# 2. Uproot

<br><br><br><br><br>

## What a ~complete analysis looks like in Uproot/Awkward Array

Instead of starting with small steps, let's look at where this is going, what a sample analysis looks like with these tools.

In [None]:
import matplotlib.pyplot as plt
import numpy as np
import awkward as ak

import uproot
import hist

In [None]:
upfile = uproot.open("root://eospublic.cern.ch//eos/opendata/cms/derived-data/AOD2NanoAODOutreachTool/Run2012BC_DoubleMuParked_Muons.root")
uptree = upfile["Events"]
uptree.show()

The general strategy is to get arrays in one function call (usually slow, has to read) and use them interactively afterward.

In [None]:
muons = uptree.arrays(["Muon_pt", "Muon_eta", "Muon_phi", "Muon_charge"], cut="nMuon >= 2", how="zip", entry_stop=100000)

We've already applied an `nMuon >= 2` cut, but we can define additional cuts.

In [None]:
os_cut = muons[:, "Muon", "charge", 0] != muons[:, "Muon", "charge", 1]
os_cut

Slicing (to be described in more detail later) can remove data and reduce the structure of an array.

In [None]:
mu1 = muons[os_cut, 0, "Muon"]
mu2 = muons[os_cut, 1, "Muon"]
mu1, mu2

Make a histogram and fill it with a calculation from the array. The mini-plot is just the way this histogram type is visualized in Jupyter.

In [None]:
h1 = hist.Hist.new.Reg(120, 0, 120, name="mass").Double()

In [None]:
h1.fill(np.sqrt(2*mu1.pt*mu2.pt*(np.cosh(mu1.eta - mu2.eta) - np.cos(mu1.phi - mu2.phi))))

Plot it using Matplotlib (for logscale).

In [None]:
h1.plot()
plt.yscale("log")

<br><br><br><br><br>

## What a the same analysis looks like in PyROOT

In [None]:
import ROOT
c1 = ROOT.TCanvas()

In [None]:
rootfile = ROOT.TFile.Open("root://eospublic.cern.ch//eos/opendata/cms/derived-data/AOD2NanoAODOutreachTool/Run2012BC_DoubleMuParked_Muons.root")
roottree = rootfile.Get("Events")

ROOT analyses (before RDataFrame; see below) are based on an event loop. Reading and calculations are done in the loop.

This is not following the "one weird trick." That's why it's slow.

In [None]:
h2 = ROOT.TH1D("h2", "mass", 120, 0, 120)

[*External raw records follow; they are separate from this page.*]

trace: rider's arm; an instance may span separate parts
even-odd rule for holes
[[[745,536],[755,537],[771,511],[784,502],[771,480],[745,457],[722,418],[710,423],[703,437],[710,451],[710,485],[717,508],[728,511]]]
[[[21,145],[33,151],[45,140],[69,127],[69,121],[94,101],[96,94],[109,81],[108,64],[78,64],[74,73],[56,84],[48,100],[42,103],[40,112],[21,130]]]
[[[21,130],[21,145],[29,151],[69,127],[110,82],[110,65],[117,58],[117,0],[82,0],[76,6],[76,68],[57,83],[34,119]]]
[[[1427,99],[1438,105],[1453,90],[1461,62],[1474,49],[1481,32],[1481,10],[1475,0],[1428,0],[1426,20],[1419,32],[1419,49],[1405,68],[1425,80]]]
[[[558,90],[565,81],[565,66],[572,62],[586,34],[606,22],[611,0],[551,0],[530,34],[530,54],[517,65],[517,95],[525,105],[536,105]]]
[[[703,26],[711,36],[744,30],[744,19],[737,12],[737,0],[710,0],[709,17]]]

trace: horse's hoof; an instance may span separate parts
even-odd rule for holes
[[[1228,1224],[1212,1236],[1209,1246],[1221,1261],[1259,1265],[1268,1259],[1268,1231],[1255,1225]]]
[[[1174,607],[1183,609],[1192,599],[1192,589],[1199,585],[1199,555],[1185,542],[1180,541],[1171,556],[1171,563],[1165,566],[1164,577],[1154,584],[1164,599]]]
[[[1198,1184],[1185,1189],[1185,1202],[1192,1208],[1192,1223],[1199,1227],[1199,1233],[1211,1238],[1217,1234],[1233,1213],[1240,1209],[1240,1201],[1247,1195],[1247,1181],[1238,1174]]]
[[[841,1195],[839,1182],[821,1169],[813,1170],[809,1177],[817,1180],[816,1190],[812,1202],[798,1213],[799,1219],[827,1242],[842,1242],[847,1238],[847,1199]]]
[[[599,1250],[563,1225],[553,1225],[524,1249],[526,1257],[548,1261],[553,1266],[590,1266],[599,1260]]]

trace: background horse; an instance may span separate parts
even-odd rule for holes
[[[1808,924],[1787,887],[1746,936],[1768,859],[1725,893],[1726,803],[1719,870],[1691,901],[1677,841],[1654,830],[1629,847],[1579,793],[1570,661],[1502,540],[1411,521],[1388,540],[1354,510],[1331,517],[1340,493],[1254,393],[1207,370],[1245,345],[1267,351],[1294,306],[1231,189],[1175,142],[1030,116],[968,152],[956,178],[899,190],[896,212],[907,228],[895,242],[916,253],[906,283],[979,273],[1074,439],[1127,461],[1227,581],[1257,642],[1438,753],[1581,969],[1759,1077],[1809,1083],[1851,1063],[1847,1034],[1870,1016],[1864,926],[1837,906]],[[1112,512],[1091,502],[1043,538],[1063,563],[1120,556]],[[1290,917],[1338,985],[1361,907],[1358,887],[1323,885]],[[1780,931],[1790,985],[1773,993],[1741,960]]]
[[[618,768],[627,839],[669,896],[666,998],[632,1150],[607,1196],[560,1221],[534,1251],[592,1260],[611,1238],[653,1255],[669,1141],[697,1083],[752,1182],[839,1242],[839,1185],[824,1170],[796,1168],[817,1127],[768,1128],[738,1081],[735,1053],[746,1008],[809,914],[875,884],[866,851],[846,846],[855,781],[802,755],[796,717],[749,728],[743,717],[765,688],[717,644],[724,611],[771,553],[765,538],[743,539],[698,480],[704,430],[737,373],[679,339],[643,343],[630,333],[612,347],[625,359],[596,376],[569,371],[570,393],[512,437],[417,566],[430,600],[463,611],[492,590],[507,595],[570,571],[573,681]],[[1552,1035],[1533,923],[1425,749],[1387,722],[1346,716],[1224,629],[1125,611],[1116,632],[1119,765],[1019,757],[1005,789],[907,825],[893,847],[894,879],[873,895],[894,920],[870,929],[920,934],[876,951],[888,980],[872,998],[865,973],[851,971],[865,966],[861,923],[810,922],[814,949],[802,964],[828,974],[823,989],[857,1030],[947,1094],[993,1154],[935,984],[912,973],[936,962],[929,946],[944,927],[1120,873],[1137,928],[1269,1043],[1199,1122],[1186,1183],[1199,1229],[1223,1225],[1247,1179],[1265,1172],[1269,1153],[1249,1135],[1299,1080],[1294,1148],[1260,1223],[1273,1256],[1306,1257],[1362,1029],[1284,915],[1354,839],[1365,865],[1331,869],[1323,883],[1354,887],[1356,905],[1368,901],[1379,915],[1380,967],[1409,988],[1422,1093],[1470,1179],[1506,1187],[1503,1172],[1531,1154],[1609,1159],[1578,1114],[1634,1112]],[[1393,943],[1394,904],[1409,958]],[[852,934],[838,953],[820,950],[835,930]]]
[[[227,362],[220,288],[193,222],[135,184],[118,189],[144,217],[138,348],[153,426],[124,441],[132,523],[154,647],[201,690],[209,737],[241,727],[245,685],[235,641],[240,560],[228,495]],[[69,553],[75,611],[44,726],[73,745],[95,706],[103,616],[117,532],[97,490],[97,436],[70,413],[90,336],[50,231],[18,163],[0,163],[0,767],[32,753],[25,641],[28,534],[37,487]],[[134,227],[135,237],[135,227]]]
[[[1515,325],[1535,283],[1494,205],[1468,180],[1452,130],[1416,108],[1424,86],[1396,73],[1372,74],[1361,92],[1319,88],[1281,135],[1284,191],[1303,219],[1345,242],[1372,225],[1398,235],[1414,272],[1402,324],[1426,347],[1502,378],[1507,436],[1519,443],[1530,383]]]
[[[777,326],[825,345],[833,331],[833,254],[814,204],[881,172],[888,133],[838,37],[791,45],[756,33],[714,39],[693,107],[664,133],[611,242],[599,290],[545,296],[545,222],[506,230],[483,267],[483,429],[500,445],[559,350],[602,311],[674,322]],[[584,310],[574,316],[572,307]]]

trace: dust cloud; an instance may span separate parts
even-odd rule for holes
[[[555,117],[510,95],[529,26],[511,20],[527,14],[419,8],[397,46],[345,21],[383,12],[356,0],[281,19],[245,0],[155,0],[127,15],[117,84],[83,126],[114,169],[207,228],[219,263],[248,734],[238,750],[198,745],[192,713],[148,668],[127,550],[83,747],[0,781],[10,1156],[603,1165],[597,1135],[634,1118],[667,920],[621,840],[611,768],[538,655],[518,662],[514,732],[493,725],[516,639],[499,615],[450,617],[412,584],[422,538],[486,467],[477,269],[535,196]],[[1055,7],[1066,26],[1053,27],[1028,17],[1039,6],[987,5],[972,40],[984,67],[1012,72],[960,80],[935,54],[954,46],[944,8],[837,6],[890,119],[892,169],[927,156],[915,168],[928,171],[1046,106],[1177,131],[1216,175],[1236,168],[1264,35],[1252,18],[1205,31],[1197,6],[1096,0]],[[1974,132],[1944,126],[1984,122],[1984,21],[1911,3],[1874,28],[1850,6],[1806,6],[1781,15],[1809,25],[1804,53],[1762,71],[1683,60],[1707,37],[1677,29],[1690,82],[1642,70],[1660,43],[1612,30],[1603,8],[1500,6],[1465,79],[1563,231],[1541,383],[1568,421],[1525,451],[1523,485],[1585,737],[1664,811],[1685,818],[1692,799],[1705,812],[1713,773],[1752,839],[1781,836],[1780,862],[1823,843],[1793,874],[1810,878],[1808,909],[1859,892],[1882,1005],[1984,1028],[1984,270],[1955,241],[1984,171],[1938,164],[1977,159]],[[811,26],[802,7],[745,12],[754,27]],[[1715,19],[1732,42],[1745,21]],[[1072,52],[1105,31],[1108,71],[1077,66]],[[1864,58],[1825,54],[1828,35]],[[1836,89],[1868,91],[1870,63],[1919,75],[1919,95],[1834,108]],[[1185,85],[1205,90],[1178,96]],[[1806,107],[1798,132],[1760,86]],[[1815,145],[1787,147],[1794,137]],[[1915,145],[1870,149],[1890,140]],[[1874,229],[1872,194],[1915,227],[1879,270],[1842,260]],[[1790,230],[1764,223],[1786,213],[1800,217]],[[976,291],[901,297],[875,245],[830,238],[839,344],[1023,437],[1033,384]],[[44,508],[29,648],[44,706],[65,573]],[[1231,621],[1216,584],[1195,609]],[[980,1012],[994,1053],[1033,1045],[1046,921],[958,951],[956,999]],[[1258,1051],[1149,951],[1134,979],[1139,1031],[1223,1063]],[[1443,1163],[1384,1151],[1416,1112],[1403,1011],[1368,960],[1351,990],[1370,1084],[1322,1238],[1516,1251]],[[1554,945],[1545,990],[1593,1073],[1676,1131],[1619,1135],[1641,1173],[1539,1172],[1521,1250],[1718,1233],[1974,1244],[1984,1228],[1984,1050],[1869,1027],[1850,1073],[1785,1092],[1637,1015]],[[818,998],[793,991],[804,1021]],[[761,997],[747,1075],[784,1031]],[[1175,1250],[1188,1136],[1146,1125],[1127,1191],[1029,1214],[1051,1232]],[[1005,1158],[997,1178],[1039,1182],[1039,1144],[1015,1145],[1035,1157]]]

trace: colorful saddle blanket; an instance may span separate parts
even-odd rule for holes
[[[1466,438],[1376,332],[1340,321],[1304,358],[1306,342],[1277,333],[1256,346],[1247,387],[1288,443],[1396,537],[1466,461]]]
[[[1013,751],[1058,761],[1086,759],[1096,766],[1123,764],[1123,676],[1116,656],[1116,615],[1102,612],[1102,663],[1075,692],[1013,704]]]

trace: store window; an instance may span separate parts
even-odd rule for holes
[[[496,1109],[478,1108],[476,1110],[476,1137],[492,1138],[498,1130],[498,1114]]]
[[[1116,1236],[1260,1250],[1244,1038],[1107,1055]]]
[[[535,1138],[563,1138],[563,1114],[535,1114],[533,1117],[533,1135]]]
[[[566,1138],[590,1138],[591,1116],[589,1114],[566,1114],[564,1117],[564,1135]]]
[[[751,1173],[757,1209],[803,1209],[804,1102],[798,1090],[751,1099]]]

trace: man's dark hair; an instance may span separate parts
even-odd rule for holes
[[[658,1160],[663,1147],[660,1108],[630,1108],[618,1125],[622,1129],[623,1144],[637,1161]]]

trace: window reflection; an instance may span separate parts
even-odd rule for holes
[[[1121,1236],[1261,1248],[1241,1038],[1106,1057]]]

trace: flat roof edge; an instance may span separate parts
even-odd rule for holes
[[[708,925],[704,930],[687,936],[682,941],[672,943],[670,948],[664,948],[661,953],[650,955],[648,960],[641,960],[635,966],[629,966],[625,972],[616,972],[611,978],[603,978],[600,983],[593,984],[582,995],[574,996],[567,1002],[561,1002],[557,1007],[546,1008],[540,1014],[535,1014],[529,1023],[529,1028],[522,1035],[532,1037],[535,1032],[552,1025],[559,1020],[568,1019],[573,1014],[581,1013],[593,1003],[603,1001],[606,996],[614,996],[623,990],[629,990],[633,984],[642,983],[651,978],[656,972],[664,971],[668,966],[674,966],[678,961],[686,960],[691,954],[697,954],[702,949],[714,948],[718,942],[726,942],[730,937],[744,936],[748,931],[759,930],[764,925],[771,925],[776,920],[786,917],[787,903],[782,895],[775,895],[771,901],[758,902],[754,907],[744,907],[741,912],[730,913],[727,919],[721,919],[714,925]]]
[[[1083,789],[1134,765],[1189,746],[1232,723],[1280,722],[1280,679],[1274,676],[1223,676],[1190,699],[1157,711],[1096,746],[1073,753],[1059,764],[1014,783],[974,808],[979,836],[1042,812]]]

for index, event in enumerate(roottree):
    # Analyzing a subsample means breaking out of the loop early.
    if index == 100000:
        break
    # Applying cuts means if-statements.
    if event.nMuon >= 2 and event.Muon_charge[0] != event.Muon_charge[1]:
        mu1_pt = event.Muon_pt[0]
        mu2_pt = event.Muon_pt[1]
        mu1_eta = event.Muon_eta[0]
        mu2_eta = event.Muon_eta[1]
        mu1_phi = event.Muon_phi[0]
        mu2_phi = event.Muon_phi[1]
        h2.Fill(np.sqrt(2*mu1_pt*mu2_pt*(np.cosh(mu1_eta - mu2_eta) - np.cos(mu1_phi - mu2_phi))))

In [None]:
h2.Draw()
c1.SetLogy()
c1.Draw()

<br><br><br><br><br>

## What a the same analysis looks like in old C++

By "old C++," I mean `TTree::GetEntry`. This is also a reading + calculating loop over events.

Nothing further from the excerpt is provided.